Gli organizzatori persero però il controllo della situazione e l'eccidio divenne indiscriminato, estendendosi ad altri centri urbani e alle campagne e durando diverse settimane. Secondo le stime moderne morirono tra 5 000 e 30 000 persone, compresi donne e bambini.
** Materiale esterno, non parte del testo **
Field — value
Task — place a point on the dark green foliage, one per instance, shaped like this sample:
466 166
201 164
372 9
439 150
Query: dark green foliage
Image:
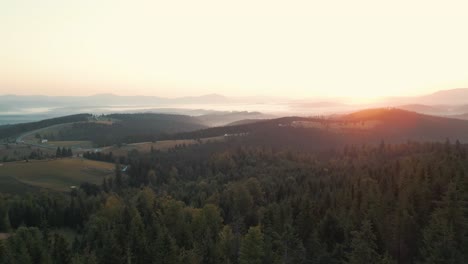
7 131
130 128
221 203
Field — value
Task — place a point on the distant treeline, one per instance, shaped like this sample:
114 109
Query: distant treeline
214 203
11 131
130 128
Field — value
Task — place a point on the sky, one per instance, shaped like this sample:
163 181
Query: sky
360 48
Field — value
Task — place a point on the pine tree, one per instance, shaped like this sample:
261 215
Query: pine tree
251 251
363 245
61 253
445 239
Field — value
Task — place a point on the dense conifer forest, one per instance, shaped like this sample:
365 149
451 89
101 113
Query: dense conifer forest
224 203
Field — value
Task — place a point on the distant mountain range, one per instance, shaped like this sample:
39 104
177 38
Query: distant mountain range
450 103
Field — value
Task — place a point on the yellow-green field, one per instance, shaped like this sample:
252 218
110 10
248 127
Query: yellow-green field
19 151
163 145
59 175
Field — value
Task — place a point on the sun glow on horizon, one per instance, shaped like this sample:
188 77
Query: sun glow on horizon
363 50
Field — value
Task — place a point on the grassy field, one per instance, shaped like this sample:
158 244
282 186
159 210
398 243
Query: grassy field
59 175
19 151
163 145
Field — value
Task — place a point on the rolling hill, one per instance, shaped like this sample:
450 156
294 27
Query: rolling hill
369 126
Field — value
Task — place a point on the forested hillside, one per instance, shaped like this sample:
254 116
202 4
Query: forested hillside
223 203
130 128
12 131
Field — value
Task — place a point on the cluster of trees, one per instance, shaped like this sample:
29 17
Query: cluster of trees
11 131
130 128
221 203
63 152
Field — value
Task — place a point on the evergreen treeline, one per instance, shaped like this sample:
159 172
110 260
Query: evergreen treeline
7 131
130 128
405 203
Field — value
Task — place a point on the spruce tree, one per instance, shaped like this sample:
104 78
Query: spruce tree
251 251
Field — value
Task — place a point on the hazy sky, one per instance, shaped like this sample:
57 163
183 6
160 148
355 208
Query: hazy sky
276 48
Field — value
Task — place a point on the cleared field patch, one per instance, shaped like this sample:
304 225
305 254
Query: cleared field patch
56 175
163 145
20 151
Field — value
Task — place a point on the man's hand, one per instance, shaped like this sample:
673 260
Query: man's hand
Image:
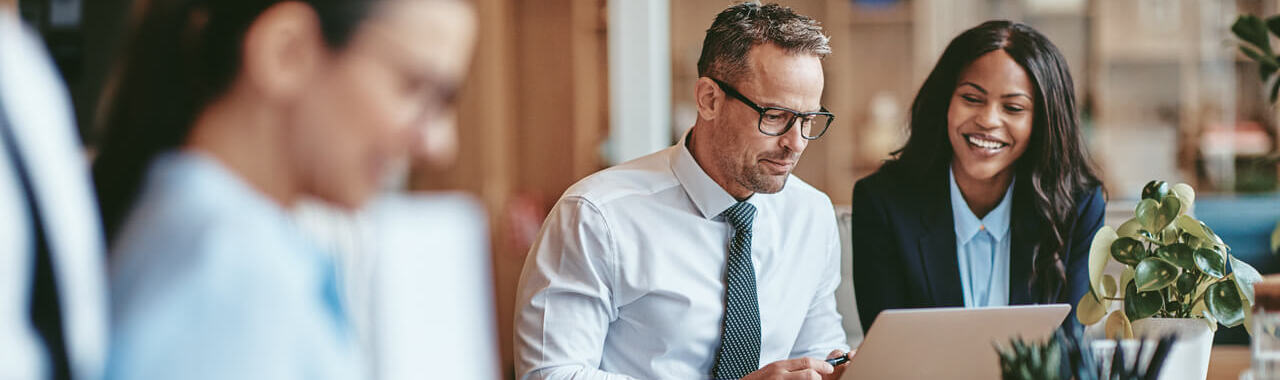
840 369
796 369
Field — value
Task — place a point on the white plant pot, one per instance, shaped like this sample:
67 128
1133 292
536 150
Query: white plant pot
1188 360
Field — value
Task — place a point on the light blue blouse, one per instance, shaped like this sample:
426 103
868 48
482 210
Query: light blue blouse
210 279
982 250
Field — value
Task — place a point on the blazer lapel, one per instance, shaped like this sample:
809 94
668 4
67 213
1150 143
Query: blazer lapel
937 247
1024 229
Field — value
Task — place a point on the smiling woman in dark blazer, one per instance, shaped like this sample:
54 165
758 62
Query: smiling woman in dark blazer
992 201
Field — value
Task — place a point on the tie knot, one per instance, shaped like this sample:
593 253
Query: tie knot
740 215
A nulla valse l'ordine, giunto dal re il 24 agosto, di cessare immediatamente gli omicidi: la strage proseguì, diventando - secondo una definizione diffusa - «il peggiore dei massacri religiosi del secolo»[1] e macchiando il matrimonio reale con il nome di «nozze vermiglie».[2]
A lungo la tradizione storiografica ha ritenuto che la strage fosse stata organizzata da Caterina de' Medici e da Enrico, fratello minore del re, e avallata dallo stesso Carlo IX, per evitare che una controffensiva dei protestanti colpisse la famiglia reale dopo il tentato omicidio di Gaspard de Châtillon. In ciò hanno giocato un ruolo le considerazioni nazionalistiche (Caterina era pur sempre considerata una straniera) e la vasta propaganda politica che si mise in moto già subito dopo l'evento. A ogni modo, la strage, colpendo gli ugonotti con l'uccisione di molti nobili influenti e numerosi soldati, segnò una svolta nelle guerre di religione francesi, contribuendo a «imprimere, nelle menti dei protestanti, l'indelebile convinzione che il cattolicesimo fosse una religione sanguinaria e traditrice».[3]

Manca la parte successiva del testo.